Result: CLI works out-of-the-box with persistence!
Component Manager (Connection Pooling)¶
// component/manager.go
type ComponentManager struct {
sessionStoreDBs map[string]interface{} // Cached DB connections
mu sync.RWMutex
}
func (cm *ComponentManager) GetSessionService(storeName, agentID) {
// 1. Check cache
cm.mu.RLock()
if db, exists := cm.sessionStoreDBs[storeName]; exists {
cm.mu.RUnlock()
return NewSQLSessionService(db, agentID, dialect)
}
cm.mu.RUnlock()
// 2. Create new connection
config := cm.config.SessionStores[storeName]
db := createDBConnection(config)
// 3. Cache it
cm.mu.Lock()
cm.sessionStoreDBs[storeName] = db
cm.mu.Unlock()
// 4. Return service with agent_id
return NewSQLSessionService(db, agentID, dialect)
}
Why Caching? - ✅ Connection pooling (efficiency) - ✅ Multiple agents share one DB connection - ✅ Prevents resource exhaustion
Multi-Agent Isolation¶
Problem Statement¶
Scenario:
Agent: assistant (session: s1) → Message: "My password is secret123"
Agent: math_bot (session: s1) → Should NOT see assistant's message!
Solution: Composite Primary Key¶
Database Schema¶
CREATE TABLE sessions (
id VARCHAR(255) NOT NULL,
agent_id VARCHAR(255) NOT NULL,
metadata TEXT,
created_at TIMESTAMP NOT NULL,
updated_at TIMESTAMP NOT NULL,
PRIMARY KEY (id, agent_id) -- ⭐ COMPOSITE KEY
);
CREATE TABLE session_messages (
session_id VARCHAR(255) NOT NULL,
message_id VARCHAR(255) PRIMARY KEY,
message_json TEXT NOT NULL,
created_at TIMESTAMP NOT NULL,
FOREIGN KEY (session_id) REFERENCES sessions(id)
);
Result:
sessions table:
┌──────┬──────────────┬─────────────┐
│ id │ agent_id │ updated_at │
├──────┼──────────────┼─────────────┤
│ s1 │ assistant │ 2025-10-22 │ ← Different rows!

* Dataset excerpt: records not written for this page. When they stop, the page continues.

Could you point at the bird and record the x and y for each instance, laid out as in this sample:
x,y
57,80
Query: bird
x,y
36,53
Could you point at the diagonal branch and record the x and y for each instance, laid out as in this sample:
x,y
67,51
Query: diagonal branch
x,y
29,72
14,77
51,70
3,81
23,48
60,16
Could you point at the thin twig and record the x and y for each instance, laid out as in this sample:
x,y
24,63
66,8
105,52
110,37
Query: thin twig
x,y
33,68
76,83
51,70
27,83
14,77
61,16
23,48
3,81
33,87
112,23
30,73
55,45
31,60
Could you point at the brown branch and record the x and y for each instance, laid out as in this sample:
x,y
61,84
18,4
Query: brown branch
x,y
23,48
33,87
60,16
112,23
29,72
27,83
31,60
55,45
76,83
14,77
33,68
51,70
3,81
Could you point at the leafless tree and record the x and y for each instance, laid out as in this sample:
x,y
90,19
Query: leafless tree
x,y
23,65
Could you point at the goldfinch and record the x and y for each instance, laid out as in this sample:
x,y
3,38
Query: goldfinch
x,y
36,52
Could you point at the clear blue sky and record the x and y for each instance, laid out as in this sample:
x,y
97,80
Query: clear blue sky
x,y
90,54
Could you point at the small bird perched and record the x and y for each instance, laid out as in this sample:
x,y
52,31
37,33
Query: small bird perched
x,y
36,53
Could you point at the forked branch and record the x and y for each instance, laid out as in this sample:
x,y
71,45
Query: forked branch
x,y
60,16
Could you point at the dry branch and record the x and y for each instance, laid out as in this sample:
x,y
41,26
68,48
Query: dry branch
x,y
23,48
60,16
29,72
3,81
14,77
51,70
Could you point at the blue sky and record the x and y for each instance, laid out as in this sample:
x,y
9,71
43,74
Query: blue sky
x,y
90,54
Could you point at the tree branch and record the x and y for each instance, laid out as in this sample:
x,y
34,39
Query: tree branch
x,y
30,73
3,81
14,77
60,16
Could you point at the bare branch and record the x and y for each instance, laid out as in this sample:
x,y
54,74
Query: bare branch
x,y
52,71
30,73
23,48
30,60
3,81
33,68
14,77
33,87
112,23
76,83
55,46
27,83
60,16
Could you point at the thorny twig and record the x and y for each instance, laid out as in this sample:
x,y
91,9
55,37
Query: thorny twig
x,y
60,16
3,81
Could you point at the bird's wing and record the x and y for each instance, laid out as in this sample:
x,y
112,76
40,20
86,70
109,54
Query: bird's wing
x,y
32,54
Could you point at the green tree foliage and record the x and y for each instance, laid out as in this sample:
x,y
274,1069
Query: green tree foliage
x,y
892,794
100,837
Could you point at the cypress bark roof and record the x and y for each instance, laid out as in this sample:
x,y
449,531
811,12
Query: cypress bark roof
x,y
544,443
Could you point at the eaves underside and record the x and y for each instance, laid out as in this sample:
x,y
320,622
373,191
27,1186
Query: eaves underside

│ s1 │ math_bot │ 2025-10-22 │
└──────┴──────────────┴─────────────┘
SQL Query Isolation¶
Every query MUST join with sessions table:
-- ❌ WRONG (no agent isolation)
SELECT * FROM session_messages
WHERE session_id = 's1';
-- ✅ CORRECT (agent isolated)
SELECT sm.message_id, sm.message_json
FROM session_messages sm
JOIN sessions s ON sm.session_id = s.id
WHERE sm.session_id = 's1' AND s.agent_id = 'assistant';
Implementation:
// session_service_sql.go - GetMessagesWithOptions()
query := `
SELECT sm.message_id, sm.message_json
FROM session_messages sm
JOIN sessions s ON sm.session_id = s.id
WHERE sm.session_id = ? AND s.agent_id = ? -- ⭐ CRITICAL
ORDER BY sm.created_at ASC
`
rows, err := s.db.QueryContext(ctx, query, sessionID, s.agentID)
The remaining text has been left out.